Numeri da paradosso. Il dato è oggettivamente impressionante: chi ha sottoscritto gli abbonamenti ad inizio stagione si è ritrovato a spendere più di chi ha fatto il singolo biglietto nel corso della stagione. Il "danno" è minimo per gli abbonati alle Curve: chi ha sottoscritto la tessera per le 19 gare di campionato ha speso 355 euro, mentre se avesse fatto il singolo biglietto gara dopo gara avrebbe spesso 348 euro, ovvero sette euro in meno.

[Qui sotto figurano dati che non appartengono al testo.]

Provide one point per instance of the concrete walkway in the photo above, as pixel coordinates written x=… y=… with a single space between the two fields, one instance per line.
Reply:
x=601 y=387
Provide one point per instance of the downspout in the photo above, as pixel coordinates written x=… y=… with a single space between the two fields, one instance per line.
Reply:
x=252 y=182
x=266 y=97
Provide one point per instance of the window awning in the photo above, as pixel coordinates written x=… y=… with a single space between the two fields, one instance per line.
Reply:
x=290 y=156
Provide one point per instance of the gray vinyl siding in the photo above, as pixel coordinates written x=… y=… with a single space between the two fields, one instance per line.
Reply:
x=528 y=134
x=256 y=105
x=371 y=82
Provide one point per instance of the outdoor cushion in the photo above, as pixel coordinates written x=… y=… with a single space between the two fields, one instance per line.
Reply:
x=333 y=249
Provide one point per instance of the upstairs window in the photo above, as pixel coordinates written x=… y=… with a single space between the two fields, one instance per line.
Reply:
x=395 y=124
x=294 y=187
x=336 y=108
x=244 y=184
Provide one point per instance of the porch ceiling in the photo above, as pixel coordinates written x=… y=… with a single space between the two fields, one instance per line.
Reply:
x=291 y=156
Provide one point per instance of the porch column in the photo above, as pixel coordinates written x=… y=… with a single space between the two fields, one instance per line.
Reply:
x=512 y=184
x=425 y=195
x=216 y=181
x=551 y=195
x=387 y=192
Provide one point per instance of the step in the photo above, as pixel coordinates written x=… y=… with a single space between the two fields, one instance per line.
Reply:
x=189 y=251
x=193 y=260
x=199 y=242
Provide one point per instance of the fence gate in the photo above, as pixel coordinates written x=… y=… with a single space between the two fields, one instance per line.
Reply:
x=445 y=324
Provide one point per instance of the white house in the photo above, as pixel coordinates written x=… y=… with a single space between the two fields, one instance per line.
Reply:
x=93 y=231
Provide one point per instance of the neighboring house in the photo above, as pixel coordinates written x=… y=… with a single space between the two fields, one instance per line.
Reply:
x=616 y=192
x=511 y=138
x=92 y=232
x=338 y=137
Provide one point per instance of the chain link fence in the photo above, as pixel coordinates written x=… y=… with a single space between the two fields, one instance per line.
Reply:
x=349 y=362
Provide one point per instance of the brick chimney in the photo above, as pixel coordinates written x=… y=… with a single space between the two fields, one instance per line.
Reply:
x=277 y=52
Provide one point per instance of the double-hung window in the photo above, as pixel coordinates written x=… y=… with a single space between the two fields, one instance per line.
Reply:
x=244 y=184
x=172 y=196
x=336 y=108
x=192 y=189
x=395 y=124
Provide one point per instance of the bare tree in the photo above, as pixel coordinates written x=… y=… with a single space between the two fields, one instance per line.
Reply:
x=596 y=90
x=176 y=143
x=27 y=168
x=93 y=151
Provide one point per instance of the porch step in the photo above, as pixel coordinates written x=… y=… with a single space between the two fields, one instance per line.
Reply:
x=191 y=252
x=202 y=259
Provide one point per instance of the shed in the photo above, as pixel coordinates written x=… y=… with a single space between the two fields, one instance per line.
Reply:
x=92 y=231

I salassi però arrivano dagli altri settori: la differenza nei Distinti, infatti, è pari a quasi duecentocinquanta euro. Nella Tribuna Nisida, la differenza è di poco meno di cento euro, mentre nella Tribuna Posillipo si superano i cinquecento euro di differenza.

Prezzi "troppo" popolari? A far saltare il banco potrebbe esserci stata la politica di prezzi popolari applicata praticamente fin da subito dalla società partenopea. Escluso il Milan, con cui si è giocato alla seconda giornata ed i cui prezzi sono stati i secondi più alti dell'intera stagione dietro solo al match contro la Juventus, tutti gli altri avversari hanno visto prezzi bassi. Fino ad arrivare ai sette euro in curva per il match contro il Sassuolo, record minimo stagionale. Con la Fiorentina, la tendenza è stata confermata: e così, numeri alla mano, gli abbonati sembrano davvero essere stati penalizzati rispetto agli altri tifosi in questa stagione.